Однако на этот раз Аннушка не привередничает, надо где-нибудь наконец поплакать — чтобы было тихо, но не безлюдно, ей необходимо ощущать присутствие чего-то большего, чем она, широко распахнутых объятий, пульсирующих жизнью. Еще Аннушке нужно чувствовать на себе чей-то взгляд, чтобы кто-нибудь видел, как она плачет, чтобы слова не падали в пустоту. Пускай это будут нарисованные на дереве глаза, не дремлющие, не знающие усталости, неизменно спокойные, пусть они наблюдают за ней не моргая.
Аннушка берет три свечки и бросает монеты в банку. Одна свеча — за Петю, другая — за молчаливого мужа, третья — за свекровь в нейлоновом халате. Аннушка зажигает их от других горящих свечей — их немного — и глазами выбирает себе место справа, в темной нише, чтобы не мешать молящимся старухам. Трижды размашисто крестится, с этого жеста начинается ритуал плача.

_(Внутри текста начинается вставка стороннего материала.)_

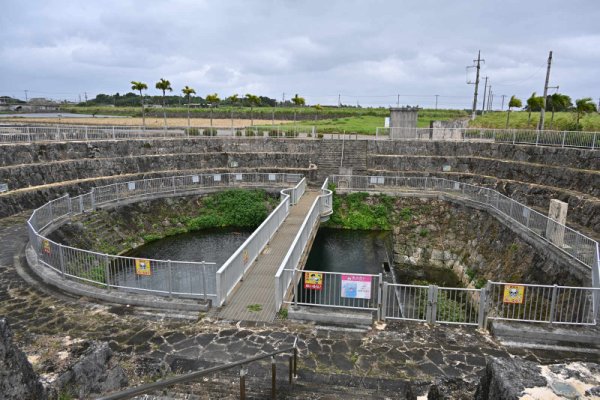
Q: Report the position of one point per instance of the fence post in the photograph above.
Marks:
(379, 296)
(431, 299)
(242, 383)
(62, 261)
(553, 304)
(384, 297)
(107, 272)
(482, 307)
(93, 198)
(273, 378)
(170, 278)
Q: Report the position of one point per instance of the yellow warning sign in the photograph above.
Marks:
(142, 267)
(514, 294)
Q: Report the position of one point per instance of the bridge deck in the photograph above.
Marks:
(258, 287)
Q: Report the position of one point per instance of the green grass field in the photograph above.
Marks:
(519, 119)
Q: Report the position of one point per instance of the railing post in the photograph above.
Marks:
(170, 278)
(273, 378)
(379, 296)
(482, 307)
(62, 261)
(107, 272)
(553, 303)
(384, 296)
(242, 383)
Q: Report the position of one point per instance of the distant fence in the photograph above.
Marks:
(162, 277)
(589, 140)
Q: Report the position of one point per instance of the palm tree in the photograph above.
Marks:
(584, 106)
(558, 102)
(140, 86)
(164, 85)
(513, 102)
(212, 100)
(253, 100)
(188, 91)
(297, 100)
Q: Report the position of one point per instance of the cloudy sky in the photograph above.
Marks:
(367, 51)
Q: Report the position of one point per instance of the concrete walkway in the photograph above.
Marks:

Но когда она поднимает глаза для молитвы, из мрака проступает иное лицо — огромный лик мрачной иконы. Квадратная доска, высоко, почти под самым куполом, а на ней — бесхитростный образ Христа, написанный оттенками коричневого и серого. Темное лицо на темном фоне, ни нимба, ни венца, только горят устремленные на нее, как она и хотела, очи. Но не о таком взгляде мечтала Аннушка, она ждала ласковых глаз, исполненных любви, эти же сковывают ее, гипнотизируют. Под этим взором тело Аннушки съеживается. Он проник сюда на мгновение, стекает по сводам издалека, из глубочайшей тьмы — обители Бога, Его убежища. Этот Бог не нуждается ни в каком теле, Он имеет только лицо, с которым Аннушка оказалась теперь один на один. Этот взгляд пронзителен, он острым шурупом ввинчивается в ее голову, продырявливая мозг. Это лицо не спасителя, а утопленника, который, однако, не умер — скрылся от вездесущей смерти под водой, а теперь, вынесенный неведомыми течениями на поверхность, к сознанию, сверхсознанию, говорит: смотри, вот я. Но Аннушка не хочет смотреть на него, опускает глаза, она не хочет видеть, что Бог слаб и повержен, изгнан и прячется среди отбросов, в вонючих омутах мира. Нечего плакать, тут не место для слез. Этот Бог не поможет, не поддержит, не ободрит, не очистит, не спасет. Взгляд утопленника упирается в ее макушку, она слышит гул, далекий подземный грохот, вибрацию под полом церкви.
Аннушка сегодня почти не спала, почти ничего не ела, отсюда дурнота. Слез нет, от них остались высохшие русла.
Она вскакивает и выходит. Идет как заведенная, прямо к метро.
Аннушке кажется, будто она что-то пережила, будто что-то пронизало ее, натянуло изнутри, словно струну, чтобы звук был чист, ни для кого не различим. Этот тихий звук адресован ее телу — краткое соло в хрупкой концертной раковине. Аннушка по-прежнему прислушивается, все ее внимание направлено внутрь, в глубину, но в ушах только пульсирует собственная кровь.
Эскалатор едет вниз, ей кажется, что это продолжается бесконечно долго: одни — вниз, другие — наверх. Обычно взгляд лишь бегло скользит по лицам, но теперь, пораженные ликом на иконе, глаза беспомощны — цепляются за каждого человека, и каждое лицо — словно пощечина, крепкая, от души. Вот уже нет сил выносить эту картину, Аннушка готова заслонить глаза, как та сумасшедшая у вокзала, и тоже начать выкрикивать проклятия.
— Помилуй, помилуй, — шепчет Аннушка и цепляется за поручень, обгоняющий ступеньки эскалатора, — надо поскорее отпустить, а то она упадет.
Она видит молчаливую толпу людей, которые едут вверх и вниз, плечом к плечу, в толчее. Движутся, словно по канату, каждый к своей точке — где-то на далекой окраине, на каком-нибудь одиннадцатом этаже, где можно натянуть на голову одеяло и погрузиться в сон, слагающийся из обрывков дня и ночи. В сущности, утром этот сон не кончается, обрывки образуют коллажи, пятна, иногда получаются занятные конфигурации — можно сказать: продуманные.
Аннушка видит хрупкость плеч, нежность век, зыбкую линию губ, чуть искаженную гримасой, видит, как слабы руки, как слабы ноги — они не способны донести до цели. Видит сердца — как мерно они бьются, одни быстрее, другие медленнее, обычное механическое движение, мешочки легких напоминают грязные пластиковые пакеты, Аннушка слышит шорох дыхания. Одежда сделалась прозрачной, так что она видит печать энтропии. Бедные, уродливые наши тела, материя, которая вся без исключения пойдет в утиль.